Il 5 febbraio 1920, in una sala di Palazzo Venezia a Roma, si incontrano Giovanni Beltrami, presidente dell’Accademia di Brera, e Pompeo Molmenti, sottosegretario di Stato per le Antichità e le Belle Arti, per discutere la valorizzazione dell’Isola Comacina. Inizia così la complessa storia della restituzione all’Italia dell’Isola, che il 4 agosto 1917 Augusto Giuseppe Caprani aveva lasciato in eredità al re del Belgio, Alberto I, e del progetto di farvi costruire, d’intesa tra i due governi, case per artisti e renderla così una fucina d’arte.

Il concerto del 9 luglio realizza idealmente questa vocazione dell’Isola Comacina ad accogliere l’arte, e crea un ponte fra Italia e Belgio, ospitando due giovani cantanti della Queen Elisabeth Music Chapel, il soprano belga Louise Foor e il mezzosoprano francese Anne-Lise Polchlopek. Accanto a questi talenti femminili in ascesa, due voci maschili già molto affermate a livello internazionale, il tenore Jonathan Tetelman, che il New York Times non ha esitato a definire “a total star”, e il baritono Roman Burdenko, della prestigiosa scuderia del Teatro Mariinsky di San Pietroburgo. Ad accompagnarli al pianoforte saranno Paolo Bressan e Sophia Muñoz, entrambi noti al pubblico di LacMus, che ha avuto modo di applaudirli nelle passate edizioni.
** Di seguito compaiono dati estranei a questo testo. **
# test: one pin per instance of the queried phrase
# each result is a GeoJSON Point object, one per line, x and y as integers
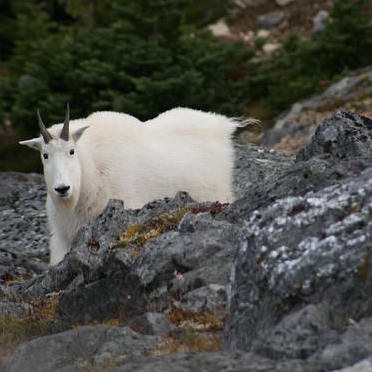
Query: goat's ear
{"type": "Point", "coordinates": [77, 134]}
{"type": "Point", "coordinates": [34, 143]}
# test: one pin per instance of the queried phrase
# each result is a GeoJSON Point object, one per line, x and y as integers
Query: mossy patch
{"type": "Point", "coordinates": [138, 234]}
{"type": "Point", "coordinates": [187, 342]}
{"type": "Point", "coordinates": [32, 324]}
{"type": "Point", "coordinates": [201, 321]}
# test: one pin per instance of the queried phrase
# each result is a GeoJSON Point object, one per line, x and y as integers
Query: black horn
{"type": "Point", "coordinates": [44, 132]}
{"type": "Point", "coordinates": [65, 130]}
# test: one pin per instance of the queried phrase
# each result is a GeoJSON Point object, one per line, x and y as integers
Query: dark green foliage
{"type": "Point", "coordinates": [147, 60]}
{"type": "Point", "coordinates": [145, 56]}
{"type": "Point", "coordinates": [305, 66]}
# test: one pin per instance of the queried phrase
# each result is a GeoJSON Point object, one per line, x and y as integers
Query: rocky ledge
{"type": "Point", "coordinates": [280, 280]}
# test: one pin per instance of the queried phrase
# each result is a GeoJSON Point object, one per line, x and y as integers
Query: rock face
{"type": "Point", "coordinates": [288, 264]}
{"type": "Point", "coordinates": [293, 128]}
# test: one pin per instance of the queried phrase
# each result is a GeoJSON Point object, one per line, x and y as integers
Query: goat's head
{"type": "Point", "coordinates": [59, 155]}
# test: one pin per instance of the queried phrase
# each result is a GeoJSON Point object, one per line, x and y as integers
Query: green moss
{"type": "Point", "coordinates": [33, 323]}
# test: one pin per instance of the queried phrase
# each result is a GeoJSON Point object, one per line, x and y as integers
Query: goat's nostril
{"type": "Point", "coordinates": [62, 189]}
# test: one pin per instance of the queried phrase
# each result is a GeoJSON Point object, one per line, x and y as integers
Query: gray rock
{"type": "Point", "coordinates": [211, 298]}
{"type": "Point", "coordinates": [211, 362]}
{"type": "Point", "coordinates": [300, 250]}
{"type": "Point", "coordinates": [81, 349]}
{"type": "Point", "coordinates": [292, 122]}
{"type": "Point", "coordinates": [23, 226]}
{"type": "Point", "coordinates": [345, 135]}
{"type": "Point", "coordinates": [319, 22]}
{"type": "Point", "coordinates": [270, 20]}
{"type": "Point", "coordinates": [151, 324]}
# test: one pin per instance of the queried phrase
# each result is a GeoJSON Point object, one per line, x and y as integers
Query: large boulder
{"type": "Point", "coordinates": [301, 282]}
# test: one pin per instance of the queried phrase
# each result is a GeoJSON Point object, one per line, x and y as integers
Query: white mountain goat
{"type": "Point", "coordinates": [112, 155]}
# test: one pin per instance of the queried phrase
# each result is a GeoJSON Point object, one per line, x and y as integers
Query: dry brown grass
{"type": "Point", "coordinates": [187, 342]}
{"type": "Point", "coordinates": [139, 234]}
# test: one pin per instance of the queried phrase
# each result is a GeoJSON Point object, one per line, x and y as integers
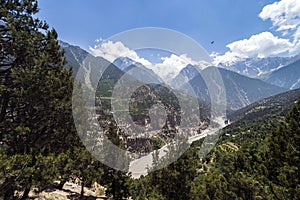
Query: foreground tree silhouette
{"type": "Point", "coordinates": [35, 91]}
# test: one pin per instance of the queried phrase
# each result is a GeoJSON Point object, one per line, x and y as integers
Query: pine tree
{"type": "Point", "coordinates": [35, 93]}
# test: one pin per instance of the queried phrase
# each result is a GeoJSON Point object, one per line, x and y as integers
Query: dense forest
{"type": "Point", "coordinates": [257, 156]}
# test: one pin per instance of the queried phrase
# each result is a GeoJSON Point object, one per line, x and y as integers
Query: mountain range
{"type": "Point", "coordinates": [273, 76]}
{"type": "Point", "coordinates": [280, 71]}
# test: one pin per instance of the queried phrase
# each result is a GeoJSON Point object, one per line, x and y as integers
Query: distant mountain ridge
{"type": "Point", "coordinates": [287, 77]}
{"type": "Point", "coordinates": [240, 90]}
{"type": "Point", "coordinates": [257, 67]}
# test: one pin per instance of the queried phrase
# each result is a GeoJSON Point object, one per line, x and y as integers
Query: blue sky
{"type": "Point", "coordinates": [230, 22]}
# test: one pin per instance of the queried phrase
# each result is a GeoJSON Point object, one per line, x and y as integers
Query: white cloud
{"type": "Point", "coordinates": [167, 69]}
{"type": "Point", "coordinates": [285, 17]}
{"type": "Point", "coordinates": [171, 66]}
{"type": "Point", "coordinates": [285, 14]}
{"type": "Point", "coordinates": [112, 50]}
{"type": "Point", "coordinates": [260, 45]}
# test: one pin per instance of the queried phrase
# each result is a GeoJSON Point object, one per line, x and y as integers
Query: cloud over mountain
{"type": "Point", "coordinates": [285, 18]}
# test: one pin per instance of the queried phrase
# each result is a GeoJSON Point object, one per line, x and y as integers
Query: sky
{"type": "Point", "coordinates": [239, 29]}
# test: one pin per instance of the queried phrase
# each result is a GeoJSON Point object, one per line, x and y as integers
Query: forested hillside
{"type": "Point", "coordinates": [258, 159]}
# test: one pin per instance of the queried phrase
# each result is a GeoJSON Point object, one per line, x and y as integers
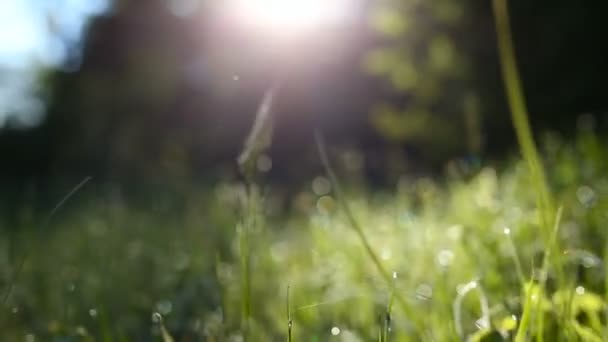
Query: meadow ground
{"type": "Point", "coordinates": [463, 254]}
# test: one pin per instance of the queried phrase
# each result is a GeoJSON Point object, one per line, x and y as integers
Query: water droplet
{"type": "Point", "coordinates": [264, 163]}
{"type": "Point", "coordinates": [424, 292]}
{"type": "Point", "coordinates": [482, 323]}
{"type": "Point", "coordinates": [445, 257]}
{"type": "Point", "coordinates": [157, 318]}
{"type": "Point", "coordinates": [335, 331]}
{"type": "Point", "coordinates": [455, 232]}
{"type": "Point", "coordinates": [164, 307]}
{"type": "Point", "coordinates": [586, 196]}
{"type": "Point", "coordinates": [590, 261]}
{"type": "Point", "coordinates": [321, 186]}
{"type": "Point", "coordinates": [326, 204]}
{"type": "Point", "coordinates": [81, 331]}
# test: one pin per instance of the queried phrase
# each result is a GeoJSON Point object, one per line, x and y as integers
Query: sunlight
{"type": "Point", "coordinates": [291, 16]}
Il programma musicale della serata, introdotto da un inedito del cantautore Davide Van De Sfroos, tratteggia un quadro del melodramma europeo del secondo Ottocento, tra Romanticismo e Verismo. La Francia è rappresentata da tre autori: il primo è Bizet, con il suo capolavoro Carmen, di cui sarà possibile ascoltare un medley di melodie arrangiate per pianoforte a quattro mani, oltre che alcune arie quali Habanera, sensuale canto di conquista della bella gitana, e La fleur que tu m’avais jetée, in cui il personaggio maschile di Don José esprime tutto il suo doloroso amore per la protagonista. Segue Gustave Charpentier con Depuis le jour da Louise, considerata la prima opera naturalista francese e ambientata nel quartiere parigino di Montmartre, affollato di artisti e di popolani. Da Lakmé di Leo Delibes è tratto il Duetto dei fiori, che verrà eseguito dalle due giovani cantanti della Cappella Regina Elisabetta. L’opera risente del gusto per l’esotico molto diffuso nell’Europa del tardo Ottocento ed è infatti ambientata in un’India ancora dominata dagli Inglesi. Dall’Europa occidentale si passa poi alla Russia con Tchaikovsky e la sua Dama di picche, di cui il baritono russo Roman Burdenko presenterà Ja vas lyublyu, l’aria del Principe Yeletsky, innamorato non corrisposto della bella Lisa.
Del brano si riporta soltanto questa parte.